Error importing rrn fasta as FeatureData[Sequence]

Hi all,
I am sure this is a simple fix, but for the life of me I can't see the solution!
I am trying to build a database from the rrn DB using the rrn_5.9 FASTA file, but first want to dereplicate the sequences using rescript. So I need to import the FASTA file into qiime, but I am getting an error that the FASTA file is not a DNA FASTA format:

qiime tools import --input-path rrnDB-5.9_16S_rRNA.fasta --output-path rrnDB_16S_rRNA_input.qza --type 'FeatureData[Sequence]'

There was a problem importing rrnDB-5.9_16S_rRNA.fasta:

rrnDB-5.9_16S_rRNA.fasta is not a(n) DNAFASTAFormat file:

ID on line 21 is a duplicate of another ID on line 1.
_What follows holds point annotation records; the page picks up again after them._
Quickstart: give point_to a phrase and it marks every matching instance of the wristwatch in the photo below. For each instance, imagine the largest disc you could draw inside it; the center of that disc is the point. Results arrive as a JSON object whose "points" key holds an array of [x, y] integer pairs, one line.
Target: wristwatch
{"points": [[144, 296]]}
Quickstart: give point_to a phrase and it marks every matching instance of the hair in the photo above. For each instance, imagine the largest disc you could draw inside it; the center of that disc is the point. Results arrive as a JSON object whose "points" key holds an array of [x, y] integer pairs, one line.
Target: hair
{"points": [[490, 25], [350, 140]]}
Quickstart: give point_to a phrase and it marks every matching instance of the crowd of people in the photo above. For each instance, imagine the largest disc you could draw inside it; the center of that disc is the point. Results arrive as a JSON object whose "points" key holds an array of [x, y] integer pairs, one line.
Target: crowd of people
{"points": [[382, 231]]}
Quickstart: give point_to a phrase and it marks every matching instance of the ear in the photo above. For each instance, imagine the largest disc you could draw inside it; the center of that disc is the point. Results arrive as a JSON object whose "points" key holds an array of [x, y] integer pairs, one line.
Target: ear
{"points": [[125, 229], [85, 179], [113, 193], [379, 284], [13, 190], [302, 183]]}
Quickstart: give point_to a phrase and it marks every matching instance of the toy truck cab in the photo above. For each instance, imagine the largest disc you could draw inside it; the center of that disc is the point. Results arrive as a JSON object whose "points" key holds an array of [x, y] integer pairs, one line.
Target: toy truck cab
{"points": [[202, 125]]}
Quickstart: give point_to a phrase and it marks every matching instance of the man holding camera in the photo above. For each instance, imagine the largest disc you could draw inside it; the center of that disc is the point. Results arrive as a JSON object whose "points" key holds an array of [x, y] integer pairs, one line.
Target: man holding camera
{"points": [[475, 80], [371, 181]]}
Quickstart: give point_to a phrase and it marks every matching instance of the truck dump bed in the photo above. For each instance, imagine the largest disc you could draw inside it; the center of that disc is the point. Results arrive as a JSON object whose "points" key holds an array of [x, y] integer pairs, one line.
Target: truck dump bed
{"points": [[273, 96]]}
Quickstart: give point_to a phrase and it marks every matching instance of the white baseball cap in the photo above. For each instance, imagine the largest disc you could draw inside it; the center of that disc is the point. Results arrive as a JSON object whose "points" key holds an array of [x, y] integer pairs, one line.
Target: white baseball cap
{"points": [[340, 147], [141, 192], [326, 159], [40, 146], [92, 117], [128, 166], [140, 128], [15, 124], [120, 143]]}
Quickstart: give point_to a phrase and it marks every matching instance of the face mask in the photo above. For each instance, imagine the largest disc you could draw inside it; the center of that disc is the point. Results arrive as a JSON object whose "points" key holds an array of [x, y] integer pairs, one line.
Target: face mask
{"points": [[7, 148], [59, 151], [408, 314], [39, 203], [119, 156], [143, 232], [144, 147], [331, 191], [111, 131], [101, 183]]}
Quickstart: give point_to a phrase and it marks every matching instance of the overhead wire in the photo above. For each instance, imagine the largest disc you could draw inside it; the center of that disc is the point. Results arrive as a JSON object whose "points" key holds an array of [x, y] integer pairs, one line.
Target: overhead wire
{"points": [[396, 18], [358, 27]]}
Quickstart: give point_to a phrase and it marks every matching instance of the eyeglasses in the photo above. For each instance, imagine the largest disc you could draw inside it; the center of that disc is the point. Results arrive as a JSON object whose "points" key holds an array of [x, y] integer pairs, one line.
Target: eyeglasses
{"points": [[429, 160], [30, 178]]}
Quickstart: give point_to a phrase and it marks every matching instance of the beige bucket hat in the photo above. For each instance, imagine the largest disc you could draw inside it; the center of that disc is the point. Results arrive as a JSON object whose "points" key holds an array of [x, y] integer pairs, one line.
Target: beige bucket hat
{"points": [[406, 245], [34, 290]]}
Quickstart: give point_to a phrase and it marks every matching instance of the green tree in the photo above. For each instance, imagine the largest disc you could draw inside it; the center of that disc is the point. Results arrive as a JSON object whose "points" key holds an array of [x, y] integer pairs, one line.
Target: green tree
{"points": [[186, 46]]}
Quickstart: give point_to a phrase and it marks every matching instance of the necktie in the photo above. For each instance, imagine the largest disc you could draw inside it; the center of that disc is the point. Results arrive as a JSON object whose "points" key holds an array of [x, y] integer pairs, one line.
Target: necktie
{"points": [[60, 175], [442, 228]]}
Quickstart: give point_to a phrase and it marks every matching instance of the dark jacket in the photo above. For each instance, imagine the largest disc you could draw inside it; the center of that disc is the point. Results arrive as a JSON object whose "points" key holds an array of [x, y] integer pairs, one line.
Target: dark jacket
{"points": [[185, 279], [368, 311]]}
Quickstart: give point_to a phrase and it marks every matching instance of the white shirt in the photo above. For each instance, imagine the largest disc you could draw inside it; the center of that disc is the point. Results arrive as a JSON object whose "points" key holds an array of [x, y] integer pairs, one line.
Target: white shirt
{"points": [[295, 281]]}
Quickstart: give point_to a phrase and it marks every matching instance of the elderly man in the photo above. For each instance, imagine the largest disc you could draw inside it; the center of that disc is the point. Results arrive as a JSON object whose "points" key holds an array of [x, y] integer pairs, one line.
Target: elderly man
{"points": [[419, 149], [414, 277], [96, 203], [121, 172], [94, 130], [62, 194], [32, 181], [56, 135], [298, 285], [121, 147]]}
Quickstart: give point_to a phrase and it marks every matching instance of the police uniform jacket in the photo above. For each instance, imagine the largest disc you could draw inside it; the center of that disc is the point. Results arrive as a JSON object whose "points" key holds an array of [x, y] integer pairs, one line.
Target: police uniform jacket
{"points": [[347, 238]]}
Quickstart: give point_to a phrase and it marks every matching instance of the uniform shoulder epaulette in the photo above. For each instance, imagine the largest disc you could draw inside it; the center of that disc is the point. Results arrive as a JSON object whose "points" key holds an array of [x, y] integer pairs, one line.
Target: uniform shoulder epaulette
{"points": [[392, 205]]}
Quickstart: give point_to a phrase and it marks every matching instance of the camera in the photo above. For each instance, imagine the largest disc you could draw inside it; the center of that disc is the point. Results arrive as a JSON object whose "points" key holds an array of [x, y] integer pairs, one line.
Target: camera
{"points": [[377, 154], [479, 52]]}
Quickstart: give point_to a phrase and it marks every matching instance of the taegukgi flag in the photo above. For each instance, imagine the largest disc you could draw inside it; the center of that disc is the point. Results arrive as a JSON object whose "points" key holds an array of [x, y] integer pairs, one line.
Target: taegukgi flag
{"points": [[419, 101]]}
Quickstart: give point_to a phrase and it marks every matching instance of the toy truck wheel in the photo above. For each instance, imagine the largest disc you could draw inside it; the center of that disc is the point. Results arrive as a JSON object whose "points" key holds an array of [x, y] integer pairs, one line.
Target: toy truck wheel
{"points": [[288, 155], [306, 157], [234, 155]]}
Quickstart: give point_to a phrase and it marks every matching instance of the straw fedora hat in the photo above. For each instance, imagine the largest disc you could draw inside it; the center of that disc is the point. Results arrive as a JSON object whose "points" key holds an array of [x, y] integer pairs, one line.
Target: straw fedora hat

Here is a snapshot of the FASTA file header:

Methanobacterium formicicum|GCF_000762265.1|NZ_CP006933.1|Chromosome: CP006933.1|283389..284864 +
AGTCCGTTTGATCCTGGCGGAGGCCACTGCTATTGGGTTTCGATTAAGCCATGCAAGTCGAA

I have also tried importing a FASTA file from ncbi with the following header, and also get an error on the FASTA file format:

NR_177367.1 Natronocalculus amylovorans strain AArc-St2 16S ribosomal RNA, partial sequence
CCTGCCGGAGGTCATTGCTATTGGGATTCGATTTAGCCATGCTAGTTGTACGAGTTTATACTCGTAGCGGAAAGCTCAGT

Can anyone advise how the FASTA file header should be formatted? Or which import command change I should make?
-Michelle

Hello @michb,

"ID on line 21 is a duplicate of another ID on line 1." This is the important part--the file you're trying to import has duplicated headers. Take a look at the headers on these lines and see if they are in fact duplicated or if a formatting issue is making the parser think they are. In general the restrictions on the headers are pretty minimal: they can't be repeated, must start with a ">" and can't be empty, I think that's it. As far as what happened in your second example, I won't be able to say unless you post the resulting error.

2 Likes

Thanks @colinvwood for your quick reply - I really missed that that was a single error message! I can see now that the ">" character did not paste into my initial question - although I can see it in the FASTA file. I'll have to review the header formatting carefully.